The outcomes in these adolescents were, in many ways, better than what doctors see after they perform so-called bariatric surgery on older obese patients.

In studies of adults, “high blood pressure was reversed in 38 percent, whereas we’re finding high blood pressure was reversed in 74 percent of our teenagers,” Dr. Inge said. Perhaps 60 percent of adults see a remission in their diabetes “and we’re seeing over 90 percent. The good news is, we may be describing the benefit of early intervention.”

The results, presented Friday at The Obesity Society annual meeting in Los Angeles and published online by The New England Journal of Medicine, are based on the largest long-term study of stomach bypass surgery done on a group of teens.

At five U. S. centers, 242 adolescents ages 13 to 19 were enrolled. Most were white females. They had an average body-mass index (BMI) of 53, which would, for example, be a 5’3″ teenager who tips the scale at 300 pounds.

“They’re at the very top of the severely obese,” said Dr. Inge.

All were treated with one of two bypass procedures. There was no control group.

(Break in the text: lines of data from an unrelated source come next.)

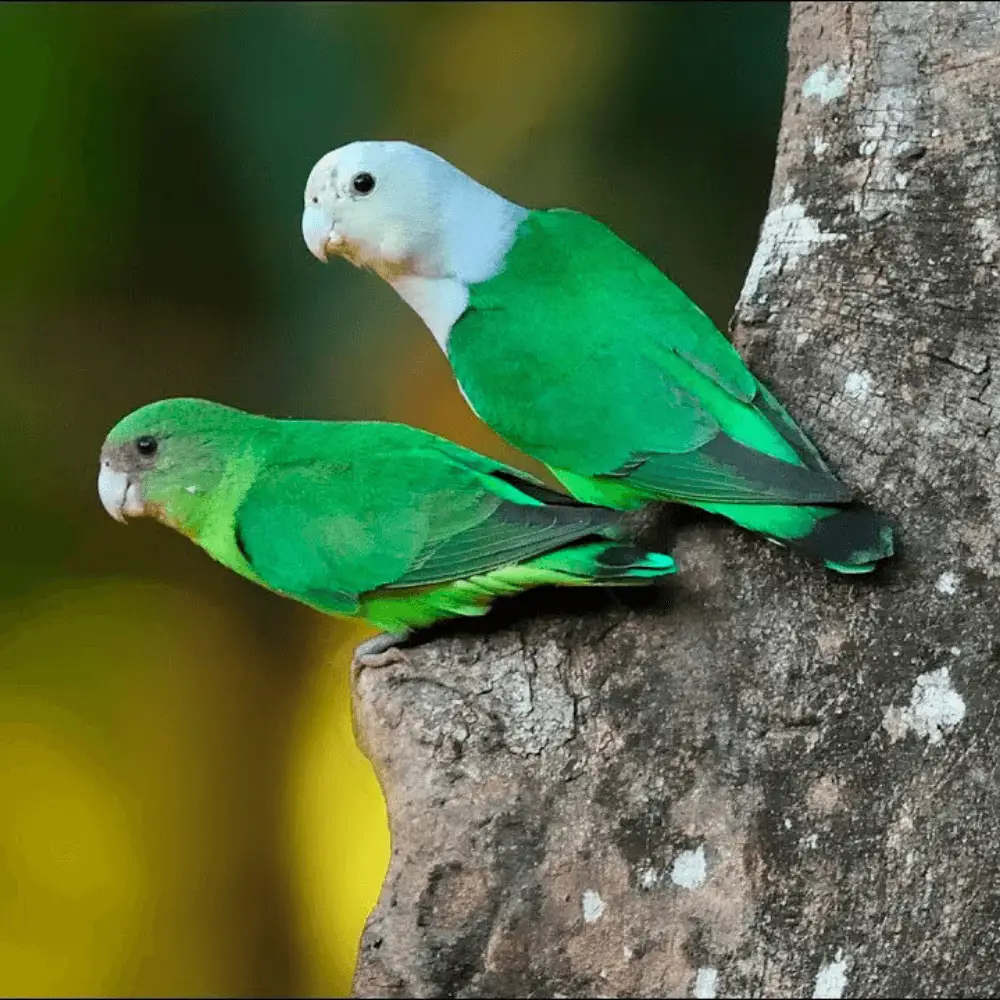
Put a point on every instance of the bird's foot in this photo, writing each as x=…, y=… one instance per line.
x=380, y=651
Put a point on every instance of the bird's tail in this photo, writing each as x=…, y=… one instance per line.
x=848, y=539
x=580, y=564
x=600, y=564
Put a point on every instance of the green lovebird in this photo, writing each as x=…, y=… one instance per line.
x=582, y=353
x=377, y=521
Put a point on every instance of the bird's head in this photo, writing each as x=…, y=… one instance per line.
x=402, y=210
x=163, y=459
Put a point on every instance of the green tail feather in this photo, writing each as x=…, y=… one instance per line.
x=846, y=539
x=591, y=564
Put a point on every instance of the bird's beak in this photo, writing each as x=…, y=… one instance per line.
x=119, y=494
x=317, y=231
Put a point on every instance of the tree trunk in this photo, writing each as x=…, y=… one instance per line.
x=782, y=782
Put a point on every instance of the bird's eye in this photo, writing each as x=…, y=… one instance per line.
x=145, y=445
x=363, y=183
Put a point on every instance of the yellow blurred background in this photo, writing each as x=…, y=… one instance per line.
x=183, y=809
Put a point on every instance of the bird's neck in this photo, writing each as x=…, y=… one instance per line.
x=478, y=228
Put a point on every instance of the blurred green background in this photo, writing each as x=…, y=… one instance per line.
x=182, y=806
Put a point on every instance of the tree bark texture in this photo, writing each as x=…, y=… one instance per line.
x=781, y=783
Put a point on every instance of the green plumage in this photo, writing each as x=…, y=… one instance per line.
x=371, y=520
x=583, y=354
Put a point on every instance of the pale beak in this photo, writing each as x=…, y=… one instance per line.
x=119, y=495
x=317, y=231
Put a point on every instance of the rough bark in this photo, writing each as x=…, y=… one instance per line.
x=784, y=783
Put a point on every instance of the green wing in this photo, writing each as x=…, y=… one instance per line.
x=385, y=519
x=583, y=354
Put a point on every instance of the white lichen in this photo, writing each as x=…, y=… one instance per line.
x=648, y=877
x=705, y=982
x=593, y=906
x=988, y=233
x=689, y=868
x=788, y=234
x=859, y=386
x=935, y=709
x=827, y=85
x=831, y=980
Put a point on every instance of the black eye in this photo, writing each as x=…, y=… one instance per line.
x=363, y=183
x=145, y=445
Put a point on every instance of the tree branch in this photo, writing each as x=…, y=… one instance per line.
x=778, y=782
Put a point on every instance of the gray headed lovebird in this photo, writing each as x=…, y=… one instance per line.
x=377, y=521
x=580, y=352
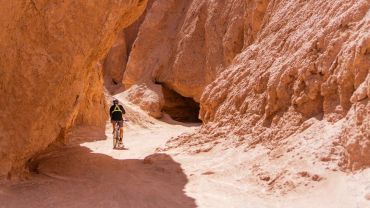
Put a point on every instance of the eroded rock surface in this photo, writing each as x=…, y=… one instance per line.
x=114, y=64
x=184, y=44
x=306, y=62
x=48, y=52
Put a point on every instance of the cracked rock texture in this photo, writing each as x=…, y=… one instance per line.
x=183, y=44
x=302, y=63
x=49, y=80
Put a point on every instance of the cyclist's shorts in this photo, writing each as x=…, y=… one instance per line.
x=120, y=123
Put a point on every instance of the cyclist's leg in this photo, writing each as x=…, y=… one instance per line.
x=113, y=126
x=121, y=129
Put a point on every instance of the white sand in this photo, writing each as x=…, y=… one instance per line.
x=89, y=173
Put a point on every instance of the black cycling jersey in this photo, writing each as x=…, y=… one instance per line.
x=116, y=112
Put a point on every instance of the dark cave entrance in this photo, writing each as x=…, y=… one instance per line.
x=180, y=108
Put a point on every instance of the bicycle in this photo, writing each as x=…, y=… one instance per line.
x=117, y=143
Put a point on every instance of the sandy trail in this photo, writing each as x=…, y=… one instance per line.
x=89, y=173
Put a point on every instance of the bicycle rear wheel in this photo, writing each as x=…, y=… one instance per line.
x=115, y=138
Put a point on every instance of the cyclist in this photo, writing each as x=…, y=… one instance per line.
x=116, y=112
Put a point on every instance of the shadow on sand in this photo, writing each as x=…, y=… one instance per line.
x=75, y=177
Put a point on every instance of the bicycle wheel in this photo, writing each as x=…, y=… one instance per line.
x=115, y=138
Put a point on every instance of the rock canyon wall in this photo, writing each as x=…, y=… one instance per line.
x=262, y=71
x=182, y=45
x=48, y=77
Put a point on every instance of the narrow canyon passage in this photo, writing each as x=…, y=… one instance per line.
x=89, y=173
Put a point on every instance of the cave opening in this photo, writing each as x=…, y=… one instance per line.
x=180, y=108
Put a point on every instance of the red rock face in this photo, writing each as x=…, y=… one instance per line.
x=309, y=60
x=48, y=53
x=264, y=71
x=184, y=45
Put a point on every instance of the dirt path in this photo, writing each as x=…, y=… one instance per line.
x=92, y=174
x=89, y=173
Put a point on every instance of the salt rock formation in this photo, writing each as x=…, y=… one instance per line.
x=49, y=81
x=114, y=64
x=306, y=60
x=184, y=44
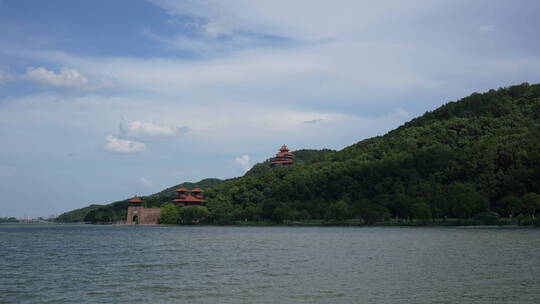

After three years, their average weight had gone from 325 pounds before surgery to about 240.

Thus, most were still obese, with an average BMI of 38. But 95 percent who had diabetes at the start of the study no longer had it, 86 percent saw a remission in their abnormal kidney function, 74 percent no longer had high blood pressure and 66 percent no longer had cholesterol problems.

“The reversal of diabetes was remarkable at 95 percent. That’s more than what we would expect from adults,” Dr. Inge said.

BMI is a ratio of weight to height. People with a BMI of 30 and higher are considered obese, and those over 35 are ranked as severely obese.

“If you did very well at a BMI of 53, I would think it’s safe to say you could expect the same benefit if you’re operating on a BMI of 35 or 40,” said Dr. Inge.

“Perhaps there’d be even more benefit” in that range, he speculated. “We only got 25 percent of these patients to a non-obese BMI” and earlier intervention might improve that rate.

The rate of side effects was not unexpected, he said.

When it comes to requiring subsequent surgery, particularly surgery to remove the gall bladder, Dr. Inge said being obese is a risk factor for having gallstones, as is rapid weight loss. The rate seen in the study “was no different from what we would expect in an adult as well.”

The same was true for low iron levels.

“Nothing big and scary is popping up to suggest these kids are on a negative trajectory for nutrition,” the researcher said.

Many teens might consider the risk worth it.

“We did see the patients telling us, in their own way, that their quality of life improved,” said Dr. Inge. “When you have kids who are not able to fit into desks, who can now fit into their environment, that’s very meaningful on a day to day basis. We really saw a dramatic improvement in the physical comfort and self esteem after surgery.”

“If sustained, the improvements seen in weight, blood sugar, kidney function, blood pressure, and lipid levels may translate into fewer strokes, heart attacks and other disabilities later in life,” he said in a news release.

The patients will continue to be followed until 10 years has elapsed as part of the study, known as Teen-LABS.